タマキがこれまでの人生でそういった存在に出会ったことがないのだと察したケイキは、苦笑しながらも続けた。
「要するに反社会勢力だな。五つに分かれた地区のどこにも所属したくない奴らが、こういう廃墟寸前の場所にアジトを作って暗躍してるってわけだ」
「反社会勢力……ヤクザということですか?」
「はは、ヤクザならまだ話が分かるんだがな」
乾いた笑いを浮かべるケイキの話を、シータは引き継いで説明する。
「こういうところにいるのは、反体制主義の過激派さんたちです。爆弾を作ったり、有力者の暗殺をもくろんだりしているんです。テロリストと言えば分かりやすいですか?」
テロリスト。
外の世界では縁遠かった存在の話を出され、タマキはあっけに取られる。
話を聞く限り、種族のるつぼであるこの町は、五芒協定によってやっとのことで作り出された危うい均衡の上にあるはずだ。

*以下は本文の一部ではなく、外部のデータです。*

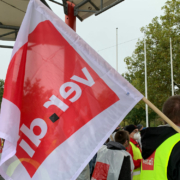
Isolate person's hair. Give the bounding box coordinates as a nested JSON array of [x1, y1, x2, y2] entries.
[[162, 95, 180, 124], [115, 130, 129, 144]]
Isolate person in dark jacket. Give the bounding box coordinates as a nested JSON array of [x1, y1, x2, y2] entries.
[[91, 131, 134, 180], [140, 95, 180, 180]]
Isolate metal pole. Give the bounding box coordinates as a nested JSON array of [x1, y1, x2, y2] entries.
[[65, 1, 76, 31], [170, 38, 174, 96], [144, 36, 149, 127], [116, 28, 118, 72]]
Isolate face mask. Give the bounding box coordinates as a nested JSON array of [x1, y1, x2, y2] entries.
[[134, 132, 141, 140]]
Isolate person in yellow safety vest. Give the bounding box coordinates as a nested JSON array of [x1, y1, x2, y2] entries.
[[124, 125, 142, 180], [140, 95, 180, 180]]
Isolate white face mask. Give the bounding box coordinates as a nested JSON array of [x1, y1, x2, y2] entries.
[[134, 132, 141, 140]]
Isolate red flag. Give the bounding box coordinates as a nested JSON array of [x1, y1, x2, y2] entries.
[[0, 0, 142, 180]]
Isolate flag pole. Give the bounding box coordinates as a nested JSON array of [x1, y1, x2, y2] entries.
[[65, 1, 76, 32], [142, 97, 180, 133], [144, 35, 149, 127], [116, 28, 118, 72], [170, 38, 174, 96]]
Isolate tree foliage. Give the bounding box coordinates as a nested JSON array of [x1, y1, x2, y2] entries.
[[124, 0, 180, 126]]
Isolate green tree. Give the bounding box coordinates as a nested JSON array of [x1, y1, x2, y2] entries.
[[124, 0, 180, 126], [0, 79, 4, 108]]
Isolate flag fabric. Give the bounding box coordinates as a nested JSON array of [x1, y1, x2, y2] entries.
[[0, 0, 143, 180]]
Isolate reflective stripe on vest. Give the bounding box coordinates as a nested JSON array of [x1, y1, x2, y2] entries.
[[130, 142, 142, 180], [140, 133, 180, 180]]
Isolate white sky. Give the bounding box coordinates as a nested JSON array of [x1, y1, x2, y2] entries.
[[0, 0, 166, 79]]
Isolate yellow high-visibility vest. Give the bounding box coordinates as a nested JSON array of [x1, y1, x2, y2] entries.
[[130, 142, 142, 180], [140, 133, 180, 180]]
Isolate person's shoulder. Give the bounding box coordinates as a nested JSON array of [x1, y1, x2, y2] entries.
[[167, 141, 180, 180]]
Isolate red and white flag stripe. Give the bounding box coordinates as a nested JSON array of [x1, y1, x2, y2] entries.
[[0, 0, 143, 180]]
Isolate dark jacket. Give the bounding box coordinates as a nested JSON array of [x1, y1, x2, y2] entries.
[[141, 126, 180, 180], [106, 141, 131, 180]]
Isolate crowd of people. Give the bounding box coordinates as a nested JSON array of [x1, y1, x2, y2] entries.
[[77, 95, 180, 180], [0, 95, 180, 180]]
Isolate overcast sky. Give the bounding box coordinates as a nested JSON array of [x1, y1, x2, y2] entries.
[[0, 0, 167, 79]]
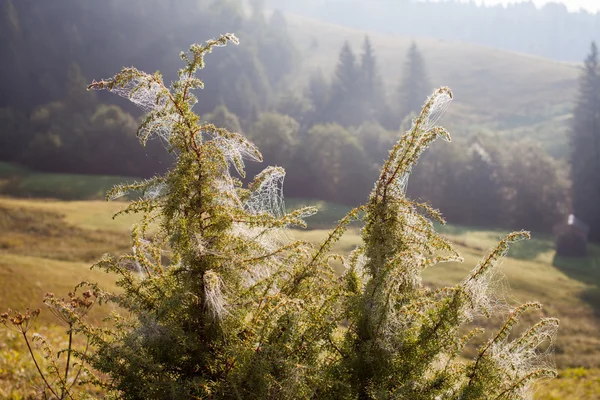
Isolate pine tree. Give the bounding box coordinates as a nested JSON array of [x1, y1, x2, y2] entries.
[[397, 42, 431, 124], [327, 41, 366, 126], [0, 34, 558, 400], [571, 43, 600, 242]]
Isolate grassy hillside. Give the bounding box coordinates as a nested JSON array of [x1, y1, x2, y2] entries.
[[0, 198, 600, 399], [288, 15, 579, 156], [0, 162, 136, 200]]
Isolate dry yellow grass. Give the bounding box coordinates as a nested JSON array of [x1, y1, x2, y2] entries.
[[288, 15, 579, 155], [0, 198, 600, 399]]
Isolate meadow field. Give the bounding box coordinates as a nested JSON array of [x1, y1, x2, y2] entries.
[[0, 193, 600, 399], [287, 14, 580, 157]]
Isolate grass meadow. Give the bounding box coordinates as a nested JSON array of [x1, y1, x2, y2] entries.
[[0, 197, 600, 399]]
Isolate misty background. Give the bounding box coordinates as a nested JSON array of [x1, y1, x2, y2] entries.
[[0, 0, 600, 238]]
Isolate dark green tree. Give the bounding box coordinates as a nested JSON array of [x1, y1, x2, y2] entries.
[[396, 42, 431, 124], [326, 41, 366, 127], [0, 34, 558, 400], [571, 43, 600, 242], [306, 69, 330, 123]]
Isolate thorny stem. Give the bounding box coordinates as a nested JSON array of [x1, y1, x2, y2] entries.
[[71, 338, 90, 387], [60, 324, 73, 399], [21, 332, 62, 399]]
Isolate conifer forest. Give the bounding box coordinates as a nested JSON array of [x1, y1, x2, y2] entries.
[[0, 0, 600, 400]]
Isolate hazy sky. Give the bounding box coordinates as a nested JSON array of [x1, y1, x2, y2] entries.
[[466, 0, 600, 12]]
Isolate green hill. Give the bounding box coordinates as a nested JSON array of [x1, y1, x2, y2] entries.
[[288, 15, 579, 156]]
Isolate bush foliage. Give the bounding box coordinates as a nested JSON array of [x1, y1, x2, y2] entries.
[[2, 34, 558, 399]]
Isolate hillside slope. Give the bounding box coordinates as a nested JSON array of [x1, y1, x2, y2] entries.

そんな薄氷の上の安寧をあえて崩そうとするテロリストの思考が、どうしてもタマキには理解できなかったのだ。
そんな話をしているうちに一同は最上階である五階に到達し、フタバは苛立ちを隠さない目を背後のタマキたちに向ける。
「雑談はそれぐらいにしろ。仕事にかかるぞ」
「は、はい!」
「はい」
「はいはいっと」
三者三様の返事を聞き届け、フタバは眉間に皺を寄せたまま五階のテナントのドアを開ける。
そこにあったのは――天井が破壊されて陽光が降り注ぐ瓦礫の山だった。